Bazı insanların susuşunda fırtınalar vardır. İçine attığı her kelime, zamanla gözlerine dolar da bir gün hiç beklenmedik anda taşar. İşte onun da gözleri öyleydi... Dolu doluydu. Ne kadar konuşmasa da, bir bakışı her şeyi anlatıyordu.
Söz söylemeden anlatmak maharettir, ama gözyaşını yutmak cesarettir. O hem maharetliydi hem cesur… Herkes onu güçlü sanıyordu, çünkü hiç ağlamazdı. Oysa ne zaman yalnız kalsa, kalbinin bir köşesi titrer, gözleri sığınacak bir huzur arardı. Sustuğu her an, içindeki kırık bir hayalin yankısıydı.
Çocukken düşlerini anlatacak kimse bulamadı. Büyüdüğünde ise düşlerine inanan kalmadı. Sevmeyi öğrendi ama sevilmeyi hiç yaşayamadı. Her vedada bir parçası eksildi, ama kimse fark etmedi. Ve o, en çok da fark edilmemeye alıştı...
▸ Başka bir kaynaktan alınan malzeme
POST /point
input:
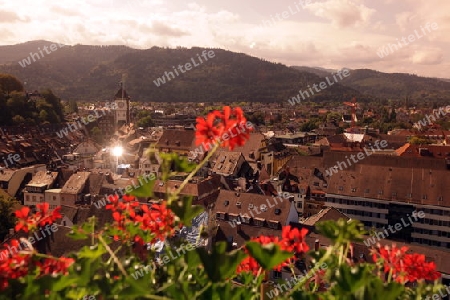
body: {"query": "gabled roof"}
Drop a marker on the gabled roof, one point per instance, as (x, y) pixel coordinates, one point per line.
(251, 147)
(420, 185)
(76, 183)
(43, 178)
(245, 204)
(177, 139)
(227, 162)
(329, 213)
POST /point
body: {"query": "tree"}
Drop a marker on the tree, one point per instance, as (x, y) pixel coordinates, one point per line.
(9, 83)
(7, 219)
(55, 103)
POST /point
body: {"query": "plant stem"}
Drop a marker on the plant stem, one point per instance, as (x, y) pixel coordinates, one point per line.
(197, 168)
(116, 260)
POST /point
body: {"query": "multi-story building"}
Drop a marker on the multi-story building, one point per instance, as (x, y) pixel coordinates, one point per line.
(72, 191)
(35, 189)
(122, 111)
(378, 190)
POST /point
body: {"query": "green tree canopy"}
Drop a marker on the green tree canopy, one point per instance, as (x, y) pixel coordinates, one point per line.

Gözleri dolu doluydu. Çünkü anlatamadığı hikâyeler vardı. Çünkü "Ben iyiyim" derken bile, içi darmadağındı. Her “önemli değil” deyişi, bir vedanın habercisiydi. Ve her gülümseyişinin altında, susturulmuş bir çığlık yatardı.
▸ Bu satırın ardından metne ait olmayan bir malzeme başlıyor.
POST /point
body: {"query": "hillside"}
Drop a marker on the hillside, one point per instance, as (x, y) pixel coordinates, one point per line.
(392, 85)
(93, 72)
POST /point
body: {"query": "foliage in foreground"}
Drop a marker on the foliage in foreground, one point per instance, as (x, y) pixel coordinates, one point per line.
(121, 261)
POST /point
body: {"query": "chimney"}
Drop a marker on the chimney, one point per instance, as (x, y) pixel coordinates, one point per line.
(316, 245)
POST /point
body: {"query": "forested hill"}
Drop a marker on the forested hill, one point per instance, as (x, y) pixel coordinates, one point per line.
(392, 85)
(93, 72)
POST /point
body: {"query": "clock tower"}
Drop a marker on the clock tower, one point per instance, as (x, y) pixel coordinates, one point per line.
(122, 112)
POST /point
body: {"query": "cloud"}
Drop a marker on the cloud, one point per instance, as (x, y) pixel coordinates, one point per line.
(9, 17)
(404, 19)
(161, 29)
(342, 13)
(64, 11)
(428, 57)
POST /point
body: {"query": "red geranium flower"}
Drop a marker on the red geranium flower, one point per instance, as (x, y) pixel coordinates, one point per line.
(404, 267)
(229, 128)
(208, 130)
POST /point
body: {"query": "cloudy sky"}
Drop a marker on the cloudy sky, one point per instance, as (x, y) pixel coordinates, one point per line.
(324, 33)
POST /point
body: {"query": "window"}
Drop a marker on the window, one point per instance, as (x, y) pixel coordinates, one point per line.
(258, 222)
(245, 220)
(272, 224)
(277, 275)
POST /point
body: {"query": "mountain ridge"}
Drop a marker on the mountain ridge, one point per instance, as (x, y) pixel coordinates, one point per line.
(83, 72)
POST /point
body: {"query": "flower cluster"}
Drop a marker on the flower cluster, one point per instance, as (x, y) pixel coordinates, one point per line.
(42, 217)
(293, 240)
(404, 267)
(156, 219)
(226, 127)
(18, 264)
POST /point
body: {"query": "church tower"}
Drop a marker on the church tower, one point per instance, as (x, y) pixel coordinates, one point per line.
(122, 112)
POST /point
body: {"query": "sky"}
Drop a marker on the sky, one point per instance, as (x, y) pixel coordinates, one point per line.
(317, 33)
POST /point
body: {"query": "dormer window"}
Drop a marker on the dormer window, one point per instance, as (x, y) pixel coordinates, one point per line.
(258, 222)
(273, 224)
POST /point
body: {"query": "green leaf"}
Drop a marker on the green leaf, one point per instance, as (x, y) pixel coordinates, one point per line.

İnsan bazen konuşmak istemez, çünkü ne anlatacağına değil, kimin anlayacağına inanmaz. O da anlatmadı. Sadece baktı. Ve gözlerinde bir dünya sakladı. Dolu dolu gözlerinde; hayal kırıklığı, özlem, sevda, gurur ve biraz da kırgınlık vardı.
Her sabah aynaya bakarken, kendiyle bile göz göze gelmekten çekinirdi. Çünkü aynalar çok şey söylerdi. Ve o, kendi gözlerine baktığında, geçmişin yankısını duyardı. Her kırgınlık, her hayal kırıklığı gözbebeklerinde bir izdi. Ve insan en çok da gözlerinden yorgun düşerdi.
Belki de bu yüzden, biri ona "Nasılsın?" dediğinde gözleri doluyordu. Çünkü dilinin söyleyemediğini, kalbi anlatmaya çalışıyordu. Bir bakış, bin kelimeye bedeldi. Ama kimse o bakışı okuyacak kadar uzun bakmazdı gözlerine...
Ve o hâlâ bekliyordu. Anlatmasına gerek kalmadan, gözlerine bakıp anlayacak birini…
Sadece "Sen iyi değilsin, ama ben yanındayım" diyecek bir yürek...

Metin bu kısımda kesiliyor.